A popular technique for bringing down aerial drones is to jam their radio links
with highintensity electromagnetic chatter, or to wrest control of the craft itself
through a technique known as “spoofing”. This might work for USVs, too.
Another proposal, albeit so far imaginary, is to fight drone with drone.
In June, 2022, Britain’s defence ministry awarded an urgent contract to BAE Systems, another armaments company, for an aerial-reconnaissance drone to deploy aboard frigates “to counter unmanned surface vessels”.
Armed forces will also look for answers in unusual places. First-World-war-style indicator nets for ensnaring submersible and semi-submersible craft could see a return
to service.
Early detection will thus be crucial, though this could be hard in congested areas, such as ports or busy shipping lanes.

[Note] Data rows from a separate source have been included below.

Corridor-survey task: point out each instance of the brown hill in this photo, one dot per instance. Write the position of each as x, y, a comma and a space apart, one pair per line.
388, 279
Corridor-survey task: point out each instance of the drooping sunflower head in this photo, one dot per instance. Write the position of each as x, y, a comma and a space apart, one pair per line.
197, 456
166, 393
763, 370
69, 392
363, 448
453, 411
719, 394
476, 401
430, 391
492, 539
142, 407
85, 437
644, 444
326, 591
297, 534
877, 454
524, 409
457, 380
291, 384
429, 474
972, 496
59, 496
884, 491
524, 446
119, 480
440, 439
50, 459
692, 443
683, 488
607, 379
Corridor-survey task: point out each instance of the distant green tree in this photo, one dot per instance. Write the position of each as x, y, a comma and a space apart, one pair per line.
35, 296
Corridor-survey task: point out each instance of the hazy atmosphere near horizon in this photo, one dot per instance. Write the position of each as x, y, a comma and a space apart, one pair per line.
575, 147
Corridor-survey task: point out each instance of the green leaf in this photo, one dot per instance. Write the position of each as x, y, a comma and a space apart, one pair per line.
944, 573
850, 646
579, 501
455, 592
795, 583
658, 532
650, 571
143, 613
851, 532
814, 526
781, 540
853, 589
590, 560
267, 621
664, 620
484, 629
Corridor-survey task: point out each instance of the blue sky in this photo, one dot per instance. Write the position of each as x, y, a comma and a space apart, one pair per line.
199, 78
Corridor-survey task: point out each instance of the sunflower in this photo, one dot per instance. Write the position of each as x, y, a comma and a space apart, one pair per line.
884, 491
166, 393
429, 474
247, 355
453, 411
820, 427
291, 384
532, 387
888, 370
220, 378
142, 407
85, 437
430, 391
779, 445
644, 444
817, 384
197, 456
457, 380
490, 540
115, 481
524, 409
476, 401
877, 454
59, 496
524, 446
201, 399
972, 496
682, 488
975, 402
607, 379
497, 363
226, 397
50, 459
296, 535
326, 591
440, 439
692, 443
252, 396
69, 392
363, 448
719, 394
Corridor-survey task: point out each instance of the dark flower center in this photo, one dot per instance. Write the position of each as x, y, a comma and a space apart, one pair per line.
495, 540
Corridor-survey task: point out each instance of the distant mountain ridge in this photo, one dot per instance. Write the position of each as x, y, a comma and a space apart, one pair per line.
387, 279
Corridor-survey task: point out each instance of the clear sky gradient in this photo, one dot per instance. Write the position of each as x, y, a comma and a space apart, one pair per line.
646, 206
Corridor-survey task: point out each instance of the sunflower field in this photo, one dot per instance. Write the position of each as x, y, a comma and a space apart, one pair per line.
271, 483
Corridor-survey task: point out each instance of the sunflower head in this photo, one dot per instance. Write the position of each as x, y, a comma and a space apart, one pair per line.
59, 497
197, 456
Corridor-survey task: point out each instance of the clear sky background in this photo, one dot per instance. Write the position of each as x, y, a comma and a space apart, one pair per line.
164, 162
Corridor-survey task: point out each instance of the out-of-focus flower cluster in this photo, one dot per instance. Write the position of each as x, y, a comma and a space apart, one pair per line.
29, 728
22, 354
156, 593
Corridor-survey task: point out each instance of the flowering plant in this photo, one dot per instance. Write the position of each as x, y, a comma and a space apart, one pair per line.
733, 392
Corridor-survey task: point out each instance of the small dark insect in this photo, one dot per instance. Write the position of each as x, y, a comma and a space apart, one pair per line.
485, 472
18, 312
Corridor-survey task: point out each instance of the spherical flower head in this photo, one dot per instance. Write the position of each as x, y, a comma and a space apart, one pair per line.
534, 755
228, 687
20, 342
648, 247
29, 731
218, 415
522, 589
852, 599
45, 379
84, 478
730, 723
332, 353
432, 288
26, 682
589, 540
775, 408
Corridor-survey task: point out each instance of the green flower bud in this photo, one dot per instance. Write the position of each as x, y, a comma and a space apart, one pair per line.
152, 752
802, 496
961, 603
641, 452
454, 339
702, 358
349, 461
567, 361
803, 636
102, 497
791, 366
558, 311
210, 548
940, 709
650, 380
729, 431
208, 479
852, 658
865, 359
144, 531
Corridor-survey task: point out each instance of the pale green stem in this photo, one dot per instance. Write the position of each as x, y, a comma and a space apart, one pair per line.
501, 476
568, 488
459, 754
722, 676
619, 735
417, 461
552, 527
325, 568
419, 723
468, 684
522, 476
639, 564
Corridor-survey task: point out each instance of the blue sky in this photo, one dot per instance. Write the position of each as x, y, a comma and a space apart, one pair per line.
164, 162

Also, these measures assume drone boats will come as single spies. More likely,
they will arrive as battalions. It’s pretty hard to stop one hostile incoming target, and every additional target you add to that makes the problem much more complicated.
All the more so if a flotilla’s boats can collaborate without reference to human beings. This is not a distant prospect. Aselsan, a Turkish armsmaker, recently unveiled the Albatross-S, a speedy USV which, it says, can operate in crowds that share information about targets and objectives.
Meanwhile, engineers at China’s College of Weaponry Engineering in Wuhan are building “hunting algorithms” intended to enable swarms of USVs to chase down a multitude of targets, in the manner of a pod of killer whales pursuing a bob of seals.